This sundried tomato pâté recipe has all of the texture and flavor of traditional pâté. It’s a quick and easy recipe to make. Plus, it’s plant-based, gluten-free, and dairy-free making it perfect for anyone with an appetite.
The flavor and is so spot on, you won’t even know the difference. And you don’t have to eat liver, so there’s that, too.
Sundried Tomato Pâté Ingredients
This pâté uses just a handful of simple, whole food ingredients.
- Sunflower seeds. The sunflower seeds are a great source of healthy fats and provide a very real pâté texture.
- Extra virgin olive oil. The olive oil helps to bind it all together and gives it that creamy mouthfeel.
- Fresh lemon juice. Lemon juice helps brighten up the flavor.
- Sundried tomatoes. Sundried tomatoes give it that umami flavor, and also help to add more texture with a hint of salty-sweetness.]
- Green onion. The green onion helps to build the flavor.
- Dried spices. This combination of dried spices are what adds a ton of flavor to this vegan pâté.
How to Use This Sundried Tomato Pâté
This sundried tomato pâté is great on sandwiches, pizza, toast, crackers, or with fresh or roasted vegetables.
Take this dip with you, whether you’re on the go, or headed to a gathering. It’s a hit at book clubs, pot lucks, parties, etc.
It’s also the perfect snack for when you hit that mid-afternoon slump because it’s nutrient-dense and filling.

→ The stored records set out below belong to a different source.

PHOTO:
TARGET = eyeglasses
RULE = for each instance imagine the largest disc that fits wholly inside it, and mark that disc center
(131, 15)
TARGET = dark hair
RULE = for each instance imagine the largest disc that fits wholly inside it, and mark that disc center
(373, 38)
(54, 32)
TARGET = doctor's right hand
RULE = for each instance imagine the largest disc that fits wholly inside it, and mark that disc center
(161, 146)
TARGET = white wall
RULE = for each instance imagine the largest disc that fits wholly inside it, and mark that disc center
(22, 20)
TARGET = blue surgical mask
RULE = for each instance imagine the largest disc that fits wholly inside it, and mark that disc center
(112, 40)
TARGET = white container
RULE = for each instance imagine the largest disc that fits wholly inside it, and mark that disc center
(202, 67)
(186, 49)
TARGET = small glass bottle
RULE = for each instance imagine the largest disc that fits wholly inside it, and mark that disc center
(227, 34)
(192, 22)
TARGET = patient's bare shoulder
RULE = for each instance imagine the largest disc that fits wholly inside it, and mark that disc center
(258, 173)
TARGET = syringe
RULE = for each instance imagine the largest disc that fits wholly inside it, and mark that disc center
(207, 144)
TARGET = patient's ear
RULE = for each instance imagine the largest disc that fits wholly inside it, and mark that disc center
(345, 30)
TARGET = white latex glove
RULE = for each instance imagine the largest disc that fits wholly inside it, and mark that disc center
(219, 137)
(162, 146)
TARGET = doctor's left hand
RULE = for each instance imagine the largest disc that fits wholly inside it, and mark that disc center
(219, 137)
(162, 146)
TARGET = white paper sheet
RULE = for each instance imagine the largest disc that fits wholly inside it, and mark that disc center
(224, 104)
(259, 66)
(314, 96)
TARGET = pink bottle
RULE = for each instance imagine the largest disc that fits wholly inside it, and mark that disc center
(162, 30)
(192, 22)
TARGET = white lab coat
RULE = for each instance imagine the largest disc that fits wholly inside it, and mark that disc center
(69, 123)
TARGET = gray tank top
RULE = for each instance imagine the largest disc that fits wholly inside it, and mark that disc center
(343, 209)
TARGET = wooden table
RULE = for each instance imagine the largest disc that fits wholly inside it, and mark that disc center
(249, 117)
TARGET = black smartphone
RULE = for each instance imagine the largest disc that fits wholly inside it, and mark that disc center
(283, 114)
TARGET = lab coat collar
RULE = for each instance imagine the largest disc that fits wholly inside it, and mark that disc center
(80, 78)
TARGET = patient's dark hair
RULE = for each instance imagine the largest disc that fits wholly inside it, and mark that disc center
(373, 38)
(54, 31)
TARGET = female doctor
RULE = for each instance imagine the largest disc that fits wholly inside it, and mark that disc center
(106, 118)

No sunflower seeds? ➝ You can also use almonds, pine nuts, or cashews (but keep in mind that it’ll no longer be nut-free).
No olive oil? ➝ Try subbing a neutral flavored oil like avocado.

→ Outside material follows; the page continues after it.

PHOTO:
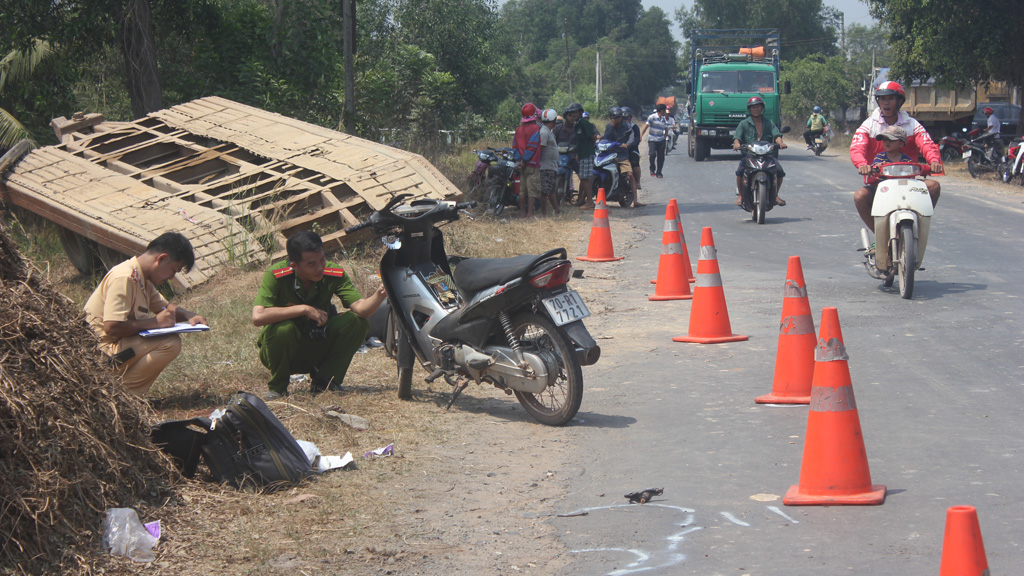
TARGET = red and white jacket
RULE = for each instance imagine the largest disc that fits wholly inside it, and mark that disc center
(863, 148)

No green onions? ➝ You can also use a shallot. I’d use 1/4 or 1/2 depending on the size.
Out of some of the spices? ➝ Play around with it. You don’t necessarily need to add all the spices. Use what you have, taste, and adjust.
More Healthy Recipes
Vegan Sundried Tomato Pâté
- 2 cups raw sunflower seeds soaked 2 hours
- 1 cup sundried tomatoes (not packed in oil) soaked 2 hours in hot water
- ¾ tsp onion powder
- ¾ tsp garlic powder
- ¾ tsp chili powder
- ¾ tsp ground coriander
- ¾ tsp ground cumin
- ½ tsp kosher salt, to taste
- 1 green onion, roughly chopped
- ½ cup extra virgin olive oil
- 2 tbsp lemon juice
- tomato water for blending
- Drain the sunflower seeds and add to the bowl of a food processor.
- Next add the sundried tomatoes (keep the water they soaked in and set aside). Pulse the tomatoes and the sunflower seeds together for about a minute to get them incorporated.
- Now, add the remainder of ingredients except for the water the tomatoes were soaking in, and turn the food processor on. If it won't process, slowly start adding the sundried tomato water to get things moving.
- Add ¼ cup of the liquid at a time, until it reaches your desired consistency (I ended up adding ½ cup total).
- You want some texture in this dip. It shouldn’t be completely smooth.
- Taste, and add more salt or lemon juice as needed.